Safeway plans to power 23 California stores with solar energy. The company installed solar panels atop a newly renovated Safeway Lifestyle store in Dublin, California and plans to extend the program to nearly two dozen stores as part of a broader renewable energy initiative.The Dublin store’s solar unit is currently generating electricity to power the 55,000-square-foot retail facility.
Solar equipment at the Dublin Safeway store and other planned locations will produce approximately 7,500 megawatt hours of electricity per year, enough to provide 20 percent of the stores’ average power usage and up to 48 percent of power usage during the peak hours. The entire Dublin Safeway facility utilizes renewable energy. The store’s on-site retail fuel station already is powered by wind energy.
The entire 23-store solar program will remove 10.4 million pounds of carbon dioxide from the air, the equivalent of taking 1,000 cars off the road annually or planting 4,000 acres of pine trees.
Safeway is one of the EPA’s Top 25 Green Power Partners.
There have been many announcements recently concerning solar installations at retail companies:
- Macy’s is installing solar power systems in 26 stores.
- Wal-Mart is purchasing as much as 20 million kWh of solar power, from BP Solar, SunEdison LLC, and PowerLight, a subsidiary of SunPower Corporation, for 22 combined Wal-Mart stores, Sam’s Clubs and a distribution center in Hawaii and California.
- Kohl’s is converting more than 75 percent of its department stores in California to solar power beginning in May.
- Target has installed solar panels on the roofs of four of its California stores and plans to install similar systems at 14 more locations later this year.
- BJ’s Wholesale Club has installed solar power systems on the rooftops of two Connecticut BJ’s Wholesale Clubs.
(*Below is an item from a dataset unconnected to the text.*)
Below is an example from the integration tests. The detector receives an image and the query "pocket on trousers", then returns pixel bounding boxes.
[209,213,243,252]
- Costco has installed its second solar-powered energy system at its Lake Elsinore, California warehouse and has announced four more systems in Hawaii and California.
- Staples recently unveiled the largest solar power installation in New England at its 300,000-square-foot retail distribution center in Killingly, Connecticut.
- Tesco, the fourth-largest retail chain in the world, is installing a $13 million solar roof on its five-building, 820,400-square-foot distribution center under construction in Riverside, California.
- Wal-Mart is already using solar power in its experimental stores.